Ao invés de um produto elaborado, a escolha por uma montanha russa de desconfiança e certa tensão é acertada ao termos ciência de que o filme, diferente do recente Atômica, que queria também satirizar uma época, na verdade homenageia toda uma classe de filmes produzidos nos anos 80 e que achávamos seguros e deixados lá. Esses produtos seguiam regras e olhares particulares do período, com um contexto geopolítico ainda na ressaca da guerra fria e refém de um pensamento estadunidense antiquado, que hoje parece até meio perigoso e quase xenófobo. Russos maus x americanos bons? Ainda precisamos desse tipo de questionamento num produto produzido hoje e ambientado hoje? Esse anacronismo até vez por outra nos faz se empolgar com a condução com algum clichê mas ainda assim eficiente e atraente do filme, mas a visão maniqueísta do período não faz mais qualquer sentido, e nem cabe mais se não for para fins jocosos - e mesmo assim, há de se ter talento para conduzir algo assim sem promover celeumas simplesmente ridículas.
Com a embalagem atraente e o clima de suspense bem construído, o elenco é enorme e repleto de astros e estrelas do mundo inteiro, ainda que a maioria seja de origem russa e naquela velho esquema de sotaque puxando os R's para demonstrar algo inexistente.
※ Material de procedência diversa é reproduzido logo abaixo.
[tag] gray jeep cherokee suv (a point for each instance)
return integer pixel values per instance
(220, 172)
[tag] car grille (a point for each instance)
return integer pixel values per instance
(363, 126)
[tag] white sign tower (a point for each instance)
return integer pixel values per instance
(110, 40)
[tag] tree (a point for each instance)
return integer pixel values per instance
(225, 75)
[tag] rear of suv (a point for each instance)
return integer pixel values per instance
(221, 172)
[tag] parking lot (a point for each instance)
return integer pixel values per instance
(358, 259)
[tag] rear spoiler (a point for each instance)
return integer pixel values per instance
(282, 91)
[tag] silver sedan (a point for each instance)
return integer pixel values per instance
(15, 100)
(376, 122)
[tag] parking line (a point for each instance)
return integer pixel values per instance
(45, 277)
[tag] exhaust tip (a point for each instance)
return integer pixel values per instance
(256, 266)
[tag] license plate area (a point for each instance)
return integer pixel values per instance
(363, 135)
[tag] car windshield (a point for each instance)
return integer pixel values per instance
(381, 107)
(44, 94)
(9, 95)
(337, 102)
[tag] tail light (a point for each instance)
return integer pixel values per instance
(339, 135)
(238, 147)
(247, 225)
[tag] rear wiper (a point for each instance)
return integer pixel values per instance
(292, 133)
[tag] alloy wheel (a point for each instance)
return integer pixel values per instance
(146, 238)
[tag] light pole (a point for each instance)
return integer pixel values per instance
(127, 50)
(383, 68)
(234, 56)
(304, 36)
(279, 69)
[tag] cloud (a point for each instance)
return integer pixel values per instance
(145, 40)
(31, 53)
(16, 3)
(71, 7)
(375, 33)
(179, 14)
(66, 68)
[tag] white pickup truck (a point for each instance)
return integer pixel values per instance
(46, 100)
Mas é um belo grupo de atores, todos cujo talento é inquestionável e são capitaneados por uma Jennifer Lawrence segura e disposta no elenco. Os destaques no entanto são um par de veteranos geralmente relegados a personagens idiotizados, e que aqui têm uma fagulha de charme: Jeremy Irons e a já citada Rampling. Ambos vão além da dignidade em seus momentos em cena e realçam o brilho do todo. Nas áreas técnicas o filme não vai além da burocracia, e conforme dito antes, nada muito diferenciado é proposto justamente porque o filme abre mão da relevância para ser um produto para as massas, diversão garantida com uma pitada de ousadia; ousadia para toda família, precisa ser dito. O sangue é muito, o sexo é quase tímido ao contrário do atribuído, o que reforça o caráter moralista americano, esse sim ainda típico dos 80.
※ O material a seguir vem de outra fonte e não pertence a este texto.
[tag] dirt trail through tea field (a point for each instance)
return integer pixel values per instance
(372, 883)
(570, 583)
O filme escolhe signos bem batidos da cultura russa (vodka, Bolshoi, os chapéus característicos) pra encenar uma típica aula de geografia 'made in Hollywood', com frieza a decorar os europeus e emoção aos americanos. A exceção é a mocinha Dominika de Jennifer, a jovem mulher nascida russa mas inteligente o suficiente para compreender a diferença entre os dois lados e fazer escolhas que a posicionem corretamente. A atriz, talentosa como é, sabe dissimular e mover suas intenções ao sabor do vento do roteiro, que se julga mais esperto do que na verdade é. Mas se Operação Red Sparrow não for encarado com qualquer obrigação ou pretensão, sobre essa aventura anacrônica, divertida e bem produzida, que serve para passar o tempo, não guardar nenhuma emoção pra si e seguir tendo uma péssima visão da moral americana, apesar de uma ótima do empreendedorismo da máquina de fazer sonhos de Los Angeles. Sonhos furtados da realidade alheia? Sim, mas ainda assim sonhos.